It’s been a choppy few years for Dilip Koli – cyclones, decreasing fish catch, falling sales. Still, it’s the lockdown that began in March 2020 that’s proved to be the hardest.

“The troubles we faced in the past have not been half as bad as the last year,” says Dilip, a 50-year-old fisherman from the Koliwada in south Mumbai’s Colaba area. “There were people willing to fish and people ready to eat the fish, but there was no selling of fish [due to the lockdown, until September 2020]. The markets were closed and we had to dump our catch back into the sea.”

Dilip has been working from south Mumbai’s Sassoon Dock for around 35 years. He owns three boats and employs 8-10 fishermen. “During the lockdown we at least managed our rations, but other poor Koli fishermen were left with no food or money,” he says.

The fishermen start their workday around 4 a.m., making multiple 40-minute rounds trips into the sea not far from shore during the monsoon months. When the tide starts changing they rest for about an hour and then get back into the sea."We start early in the morning and finish by afternoon, by 2 or 3. We get to know about the tides through the moon. Only when it is very low tide or very high tide we don't go fishing,” says Dilip.

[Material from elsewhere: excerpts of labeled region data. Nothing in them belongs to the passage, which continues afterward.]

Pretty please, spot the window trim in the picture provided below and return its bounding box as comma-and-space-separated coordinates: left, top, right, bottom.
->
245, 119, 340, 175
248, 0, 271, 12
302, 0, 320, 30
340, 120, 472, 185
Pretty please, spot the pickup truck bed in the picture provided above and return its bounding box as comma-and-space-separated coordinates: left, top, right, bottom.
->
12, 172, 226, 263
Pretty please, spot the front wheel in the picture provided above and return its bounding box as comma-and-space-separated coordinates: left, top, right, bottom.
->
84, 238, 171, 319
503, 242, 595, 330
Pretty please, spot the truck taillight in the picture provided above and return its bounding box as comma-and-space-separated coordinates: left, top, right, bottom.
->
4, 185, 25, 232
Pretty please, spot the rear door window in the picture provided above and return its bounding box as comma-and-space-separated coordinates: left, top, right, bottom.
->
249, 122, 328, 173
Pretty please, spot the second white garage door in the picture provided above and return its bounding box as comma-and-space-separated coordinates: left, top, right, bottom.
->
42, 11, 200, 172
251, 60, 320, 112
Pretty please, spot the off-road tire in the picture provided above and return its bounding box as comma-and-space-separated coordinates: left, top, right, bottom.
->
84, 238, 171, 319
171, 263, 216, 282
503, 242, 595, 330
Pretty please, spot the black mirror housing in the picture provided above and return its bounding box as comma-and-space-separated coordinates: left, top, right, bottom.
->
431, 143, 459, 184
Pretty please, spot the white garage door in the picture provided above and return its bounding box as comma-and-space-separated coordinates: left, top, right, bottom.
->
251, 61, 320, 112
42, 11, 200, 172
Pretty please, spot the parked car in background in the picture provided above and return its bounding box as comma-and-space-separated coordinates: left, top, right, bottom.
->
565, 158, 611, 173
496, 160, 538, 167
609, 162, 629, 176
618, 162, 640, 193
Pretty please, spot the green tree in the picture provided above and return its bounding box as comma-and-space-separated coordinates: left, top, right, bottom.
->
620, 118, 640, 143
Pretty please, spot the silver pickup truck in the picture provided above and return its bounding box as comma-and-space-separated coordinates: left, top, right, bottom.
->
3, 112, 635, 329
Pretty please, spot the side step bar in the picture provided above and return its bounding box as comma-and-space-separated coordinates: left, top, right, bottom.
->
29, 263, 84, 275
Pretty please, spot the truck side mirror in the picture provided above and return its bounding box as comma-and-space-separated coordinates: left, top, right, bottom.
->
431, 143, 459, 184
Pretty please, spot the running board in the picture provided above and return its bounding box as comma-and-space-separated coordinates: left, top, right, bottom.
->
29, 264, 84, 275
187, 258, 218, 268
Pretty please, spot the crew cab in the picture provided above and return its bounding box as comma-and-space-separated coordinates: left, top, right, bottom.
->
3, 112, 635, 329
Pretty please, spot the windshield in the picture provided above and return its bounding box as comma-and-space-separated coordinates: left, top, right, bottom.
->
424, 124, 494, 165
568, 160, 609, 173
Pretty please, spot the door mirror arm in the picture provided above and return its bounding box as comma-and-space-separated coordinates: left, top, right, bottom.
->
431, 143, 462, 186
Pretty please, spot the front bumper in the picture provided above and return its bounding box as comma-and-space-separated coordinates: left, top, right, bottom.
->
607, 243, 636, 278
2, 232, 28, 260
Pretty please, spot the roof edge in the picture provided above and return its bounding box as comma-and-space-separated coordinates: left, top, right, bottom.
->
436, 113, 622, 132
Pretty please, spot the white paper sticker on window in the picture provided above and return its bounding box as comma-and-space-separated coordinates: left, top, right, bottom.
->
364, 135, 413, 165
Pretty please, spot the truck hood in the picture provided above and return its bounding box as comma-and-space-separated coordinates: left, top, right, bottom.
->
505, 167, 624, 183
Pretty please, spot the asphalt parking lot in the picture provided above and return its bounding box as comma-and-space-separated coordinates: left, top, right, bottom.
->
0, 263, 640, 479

Some of the fishermen working on his boat, all from the Koli community, travel  nearly 150 kilometres by train or hired vehicles from Washi Haveli, a village of 1040 people (Census 2011) in Raigad district’s Tala taluka to Sassoon Dock in south Mumbai. There they work from around June till August, before the Ganpati festival begins. The rest of the year they travel to other coastal parts of Maharashtra – mainly in Ratnagiri and Raigad districts – and earn Rs. 10,000-12,000 a month working on other people’s boats.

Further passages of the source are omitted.